Radikale Gestaltungsweise macht den Thyssen-Gebäudekomplex so besonders

Keine reichverzierte Kirche also, kein historischer Wohnort berühmter Persönlichkeiten: Wieso ist der spartanische Gebäudekomplex trotzdem schützenswert? „Das Ensemble Neue Hauptverwaltung ATH zeigt sich gerade im Äußeren weitgehend als zeitgenössisches Zeugnis einer repräsentativen, architektonisch umgesetzten und versinnbildlichten Unternehmenskultur.“ So begründet es Martin Breil, Leiter der Unteren Denkmalbehörde der Stadt Duisburg.
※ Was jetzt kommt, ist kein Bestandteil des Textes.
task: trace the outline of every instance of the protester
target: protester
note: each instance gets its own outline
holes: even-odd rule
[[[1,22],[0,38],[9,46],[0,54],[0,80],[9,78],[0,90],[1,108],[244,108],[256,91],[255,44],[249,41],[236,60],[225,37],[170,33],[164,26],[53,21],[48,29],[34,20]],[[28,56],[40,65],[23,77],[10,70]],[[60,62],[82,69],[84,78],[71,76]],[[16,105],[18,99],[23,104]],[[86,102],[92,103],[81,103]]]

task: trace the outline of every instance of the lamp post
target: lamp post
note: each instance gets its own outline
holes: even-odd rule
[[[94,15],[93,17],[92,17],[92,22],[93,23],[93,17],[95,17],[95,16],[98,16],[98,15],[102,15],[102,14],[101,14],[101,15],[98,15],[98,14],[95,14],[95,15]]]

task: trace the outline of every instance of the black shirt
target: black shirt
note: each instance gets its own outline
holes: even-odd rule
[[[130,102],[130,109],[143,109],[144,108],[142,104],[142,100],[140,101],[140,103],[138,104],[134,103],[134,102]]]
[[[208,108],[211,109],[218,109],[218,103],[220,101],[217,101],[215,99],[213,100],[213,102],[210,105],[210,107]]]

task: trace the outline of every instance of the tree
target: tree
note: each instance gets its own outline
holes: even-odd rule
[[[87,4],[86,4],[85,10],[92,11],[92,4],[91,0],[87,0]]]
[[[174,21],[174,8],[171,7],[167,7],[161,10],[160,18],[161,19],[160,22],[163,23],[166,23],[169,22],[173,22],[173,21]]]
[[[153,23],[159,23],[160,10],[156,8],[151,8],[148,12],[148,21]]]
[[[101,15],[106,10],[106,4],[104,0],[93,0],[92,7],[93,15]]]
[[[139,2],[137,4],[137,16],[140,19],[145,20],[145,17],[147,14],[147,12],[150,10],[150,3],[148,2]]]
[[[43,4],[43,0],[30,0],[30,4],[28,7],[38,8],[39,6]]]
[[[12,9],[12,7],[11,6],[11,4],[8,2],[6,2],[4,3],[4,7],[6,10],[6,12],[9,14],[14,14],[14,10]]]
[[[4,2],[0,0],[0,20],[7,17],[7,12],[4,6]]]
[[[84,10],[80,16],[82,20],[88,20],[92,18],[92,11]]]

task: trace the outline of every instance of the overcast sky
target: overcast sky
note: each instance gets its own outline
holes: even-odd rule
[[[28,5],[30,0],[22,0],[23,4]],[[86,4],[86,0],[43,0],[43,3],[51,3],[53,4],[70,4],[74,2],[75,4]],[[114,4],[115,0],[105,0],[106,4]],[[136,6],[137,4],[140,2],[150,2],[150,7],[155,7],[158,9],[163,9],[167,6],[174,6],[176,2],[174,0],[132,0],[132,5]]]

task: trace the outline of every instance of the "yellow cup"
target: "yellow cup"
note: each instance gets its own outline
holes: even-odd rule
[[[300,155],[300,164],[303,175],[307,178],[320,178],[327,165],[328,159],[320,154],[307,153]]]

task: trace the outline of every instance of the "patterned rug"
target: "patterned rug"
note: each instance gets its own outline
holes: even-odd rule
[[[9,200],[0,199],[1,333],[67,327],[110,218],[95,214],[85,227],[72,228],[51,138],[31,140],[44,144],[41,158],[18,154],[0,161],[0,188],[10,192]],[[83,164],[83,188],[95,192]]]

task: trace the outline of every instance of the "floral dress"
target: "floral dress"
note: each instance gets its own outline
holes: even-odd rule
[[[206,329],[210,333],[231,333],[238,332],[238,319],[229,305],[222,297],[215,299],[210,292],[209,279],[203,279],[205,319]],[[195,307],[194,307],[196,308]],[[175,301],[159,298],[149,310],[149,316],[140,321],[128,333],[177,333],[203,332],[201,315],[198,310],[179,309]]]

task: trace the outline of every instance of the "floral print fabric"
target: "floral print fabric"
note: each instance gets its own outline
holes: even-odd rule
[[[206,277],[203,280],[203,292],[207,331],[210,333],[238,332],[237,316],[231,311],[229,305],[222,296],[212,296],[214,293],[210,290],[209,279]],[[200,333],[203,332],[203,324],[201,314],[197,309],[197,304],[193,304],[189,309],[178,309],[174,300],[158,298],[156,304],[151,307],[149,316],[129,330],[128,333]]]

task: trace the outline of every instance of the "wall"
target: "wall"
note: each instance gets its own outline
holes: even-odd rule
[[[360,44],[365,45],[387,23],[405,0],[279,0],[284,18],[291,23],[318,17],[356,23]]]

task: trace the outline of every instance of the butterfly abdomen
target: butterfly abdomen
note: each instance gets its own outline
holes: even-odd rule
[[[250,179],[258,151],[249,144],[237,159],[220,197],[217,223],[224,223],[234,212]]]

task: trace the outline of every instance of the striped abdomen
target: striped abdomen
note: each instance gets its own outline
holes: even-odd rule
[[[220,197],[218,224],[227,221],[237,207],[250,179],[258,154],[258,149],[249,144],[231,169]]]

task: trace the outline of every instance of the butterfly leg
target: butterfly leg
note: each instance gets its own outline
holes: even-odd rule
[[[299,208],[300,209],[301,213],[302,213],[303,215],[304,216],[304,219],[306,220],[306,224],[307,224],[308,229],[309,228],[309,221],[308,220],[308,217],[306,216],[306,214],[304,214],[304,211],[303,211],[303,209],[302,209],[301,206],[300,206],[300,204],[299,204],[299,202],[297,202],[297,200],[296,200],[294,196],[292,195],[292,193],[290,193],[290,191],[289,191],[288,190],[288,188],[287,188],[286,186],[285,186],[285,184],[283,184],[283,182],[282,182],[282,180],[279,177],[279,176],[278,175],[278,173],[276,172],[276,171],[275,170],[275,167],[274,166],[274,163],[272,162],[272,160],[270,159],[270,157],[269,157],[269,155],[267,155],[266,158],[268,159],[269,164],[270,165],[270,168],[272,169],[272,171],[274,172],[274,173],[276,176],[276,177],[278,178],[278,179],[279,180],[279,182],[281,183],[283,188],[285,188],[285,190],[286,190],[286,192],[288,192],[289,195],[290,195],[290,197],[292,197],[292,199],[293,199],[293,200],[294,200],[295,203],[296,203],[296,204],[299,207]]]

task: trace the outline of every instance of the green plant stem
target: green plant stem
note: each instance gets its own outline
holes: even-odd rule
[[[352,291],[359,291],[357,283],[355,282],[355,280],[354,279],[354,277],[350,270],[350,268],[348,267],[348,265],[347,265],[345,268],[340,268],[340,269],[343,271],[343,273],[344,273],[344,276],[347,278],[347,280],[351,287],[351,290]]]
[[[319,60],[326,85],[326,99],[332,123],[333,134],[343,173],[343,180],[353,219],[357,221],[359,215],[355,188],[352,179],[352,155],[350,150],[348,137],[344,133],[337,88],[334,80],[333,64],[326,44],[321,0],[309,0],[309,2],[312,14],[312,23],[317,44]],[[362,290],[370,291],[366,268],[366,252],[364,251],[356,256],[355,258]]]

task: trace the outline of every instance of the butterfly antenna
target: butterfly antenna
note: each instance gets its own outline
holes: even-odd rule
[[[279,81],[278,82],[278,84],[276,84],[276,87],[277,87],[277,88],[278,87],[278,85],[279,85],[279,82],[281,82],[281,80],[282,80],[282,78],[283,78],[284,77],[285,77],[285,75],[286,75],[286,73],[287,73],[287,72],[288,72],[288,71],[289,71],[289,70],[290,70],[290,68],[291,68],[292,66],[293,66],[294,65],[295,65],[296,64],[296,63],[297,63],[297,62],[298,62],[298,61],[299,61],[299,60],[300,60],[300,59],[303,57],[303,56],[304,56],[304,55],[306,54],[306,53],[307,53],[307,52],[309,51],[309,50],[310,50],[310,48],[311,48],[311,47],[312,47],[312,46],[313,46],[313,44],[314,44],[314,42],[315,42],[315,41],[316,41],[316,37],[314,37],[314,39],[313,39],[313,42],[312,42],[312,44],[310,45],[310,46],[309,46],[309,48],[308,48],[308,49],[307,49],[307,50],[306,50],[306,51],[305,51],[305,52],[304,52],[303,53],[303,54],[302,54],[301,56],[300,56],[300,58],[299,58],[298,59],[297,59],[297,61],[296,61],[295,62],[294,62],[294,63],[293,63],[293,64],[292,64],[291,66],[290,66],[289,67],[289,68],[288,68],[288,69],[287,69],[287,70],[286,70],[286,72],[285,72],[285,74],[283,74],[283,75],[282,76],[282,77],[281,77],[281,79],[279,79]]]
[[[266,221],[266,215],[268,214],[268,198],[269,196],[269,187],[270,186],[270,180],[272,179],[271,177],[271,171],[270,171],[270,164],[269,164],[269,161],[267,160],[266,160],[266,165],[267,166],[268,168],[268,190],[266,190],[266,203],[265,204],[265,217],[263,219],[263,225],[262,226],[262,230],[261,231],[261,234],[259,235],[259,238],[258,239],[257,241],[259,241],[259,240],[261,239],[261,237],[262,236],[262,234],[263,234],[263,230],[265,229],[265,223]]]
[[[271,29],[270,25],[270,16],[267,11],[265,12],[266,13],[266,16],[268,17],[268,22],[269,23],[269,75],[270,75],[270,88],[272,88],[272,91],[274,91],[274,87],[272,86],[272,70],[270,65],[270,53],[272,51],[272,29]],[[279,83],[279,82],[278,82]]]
Der Thyssen-Gebäudekomplex in Duisburg-Bruckhausen verkörpert laut städtischer Denkmalschützer „in städtebaulichen Gestaltung die Prinzipien der Nachkriegsmoderne“. Besonders aber die Fassaden sind demnach für die Forschung wichtig.
Der Thyssen-Gebäudekomplex in Duisburg-Bruckhausen verkörpert laut städtischer Denkmalschützer „in städtebaulichen Gestaltung die Prinzipien der Nachkriegsmoderne“. Besonders aber die Fassaden sind demnach für die Forschung wichtig. © FFS | Kai Kitschenberg

Damit meint Breil beispielsweise die Fassaden der Gebäude, deren radikale Gestaltung mit Kupfer oder Stahl die „Produkte des stahlerzeugenden Unternehmens versinnbildlichen“, wie es in der Beschlussvorlage heißt. Gleichzeitig sei die Hauptverwaltung aber auch eine „weithin sichtbare Landmarke“, die über Duisburg hinausweise – und die Bruckhausen zu einem „werksnahen Quartier“ forme.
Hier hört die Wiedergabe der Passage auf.